Diocletian’s persecutions were not carried out evenly through the Empire. In some provinces, Roman rulers and forces didn’t have the power or resources to carry them out. In others, particularly the large eastern cities, there were so many Christians that the authorities could not carry them out, aside perhaps from a few “examples.”
Northern Africa, however, was home to the confluence of three factors: first, a strong Roman administrative and governing presence capable of carrying out Diocletian’s orders; second, a significant number of Manichaeans who were initially persecuted; and third, a significant nummber of Christians who became later targets. Such a combination of factors did not exist anywhere else in the Empire; hence, the controversy to come was unique to northern Africa.

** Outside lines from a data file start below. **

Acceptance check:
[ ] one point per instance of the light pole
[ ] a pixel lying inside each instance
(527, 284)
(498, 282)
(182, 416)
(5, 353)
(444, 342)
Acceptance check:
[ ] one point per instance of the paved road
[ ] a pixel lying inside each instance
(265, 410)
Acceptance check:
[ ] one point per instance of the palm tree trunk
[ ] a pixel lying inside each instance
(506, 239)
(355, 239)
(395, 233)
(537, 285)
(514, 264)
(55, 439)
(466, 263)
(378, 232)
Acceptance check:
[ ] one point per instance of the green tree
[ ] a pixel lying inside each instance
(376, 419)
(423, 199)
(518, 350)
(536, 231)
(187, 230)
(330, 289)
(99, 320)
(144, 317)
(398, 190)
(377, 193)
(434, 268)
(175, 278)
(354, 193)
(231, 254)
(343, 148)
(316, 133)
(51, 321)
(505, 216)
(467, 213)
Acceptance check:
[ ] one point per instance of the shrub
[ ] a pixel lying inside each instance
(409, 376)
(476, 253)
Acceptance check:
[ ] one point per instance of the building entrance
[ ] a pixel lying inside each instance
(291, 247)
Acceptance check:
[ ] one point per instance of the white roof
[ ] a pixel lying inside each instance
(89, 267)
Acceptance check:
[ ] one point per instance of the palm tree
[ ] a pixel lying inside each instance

During the persecutions, any Christian who renounced Christianity, made offerings to the Roman state gods and/or the Imperial divine cult, and who burned any sacred Christian texts they may have had, were spared. Those who refused — especially those caught with Christian texts that they refused to hand over or destroy — were usually killed. That texts were often used to determine who was Christian and who wasn’t, meant that the clergy — those Christians most likely to have such things — were particularly vulnerable to the persecution.
While some Christian clergy resisted and were martyred, many did not. They renounced Christianity, allowed their books to be burned, and were spared. This was, of course, also true of many lay Christians, although a smaller percentage of them were affected because most had no sacred texts to give them away.

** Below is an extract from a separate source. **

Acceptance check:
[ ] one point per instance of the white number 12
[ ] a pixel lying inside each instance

In the interim, between the end of Diocletian’s persecution, and the Edict of Milan which made it safe to be openly Christian, the Church in northern Africa had to settle for whichever clergy were willing to “return to the fold.” Some had never been caught by the Roman authorities, but others had renounced Christianity in order to stay alive. At first no one had much choice in the matter; too few clergy were willing to make themselves known again. But as it became ever safer to be Christian, the problem came to a head. Adding to it was the problem of Christians, particularly clergy, who wished to mollify the Imperial regime and thus try to accomodate it. Many who remembered the martyrs found it upsetting that fellow Christians would try to “make nice” with the enemy.
Many of these same north African Christians did not want to allow lapsed clergy (i.e. those who’d renounced their faith) to return. They considered it offensive to the memories of those who’d had the courage to become martyrs by not doing so. They might return to the Church as laymen — after an appropriate penance — but not as clergy ever again. Even prior to the Edict of Milan, this sentiment had been building; the open acceptance by Rome of Christianity merely caused the dam to break.

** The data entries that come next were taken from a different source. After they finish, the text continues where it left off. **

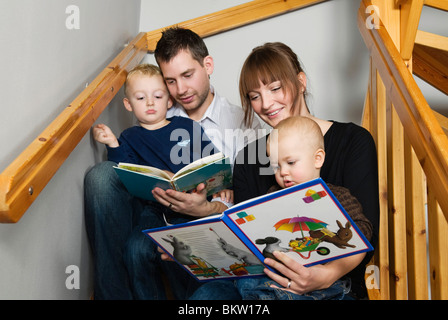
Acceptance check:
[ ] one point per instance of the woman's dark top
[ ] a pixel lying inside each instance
(350, 161)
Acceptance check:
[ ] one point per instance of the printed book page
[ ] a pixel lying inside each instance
(150, 171)
(296, 223)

A cleric named Caecilian was elected Bishop of Carthage in 312, who was of the “pro-Roman” camp. This incensed many, and they refused to accept his appointment, on the legalistic grounds that he hadn’t been properly ordained in the first place, some years prior. These “purists” elected, instead, their own bishop, Majorinus, one who denounced the “Roman collaborators” and refused to restore lapsed clergy. When he died in 315, the purists elected Donatus, also called Donatus Magnus. Due to his long tenure as the purist Bishop of Carthage (from 315 to 355 despite an exile in 347), Donatus ended up being the primary spokesman for the movement, and it bears his name.
Donatus and his faction declared the lapsed clergy ineligible to perform the sacraments, and that any which they may have performed, were invalid. The opposing party declared, again, that lapsed clergy could be restored to full authority — including the perfomance of sacraments — after having performed appropriate penance. They based this idea on the concept of forgiveness for all.
This schism endured long after the point was moot (after all, once the generation after the Edict of Milan had died out, the problem of lapsed clergy no longer existed). With the passage of time, each side in the dispute became increasingly intransigent. Attempts to reconcile them, by a number of Popes as well as respected figures such as St Augustine, all failed.
Most of this time, the Donatists outnumbered the traditionalists, or Catholics. And they drifted apart in matters beyond just the fate of lapsed clergy. Donatist liturgies became increasingly charismatic in nature. They acquired a reputation, possibly deserved but probably not, for having strange and wild services.
The Donatists survived the Vandal invasion which began in 429 CE, and the reconquest of the eastern Emperor Justinian beginning in 533. Their fortunes appear to have dwindled after that, however, they maintained a presence in northern Africa nevertheless.
Of course, other (unaffected) parts of Christendom weighed in on the matter, and came down generally against the Donatists. Forgiveness had to be extended to everyone; although penance was required, and there was no guarantee that any penance would be easy.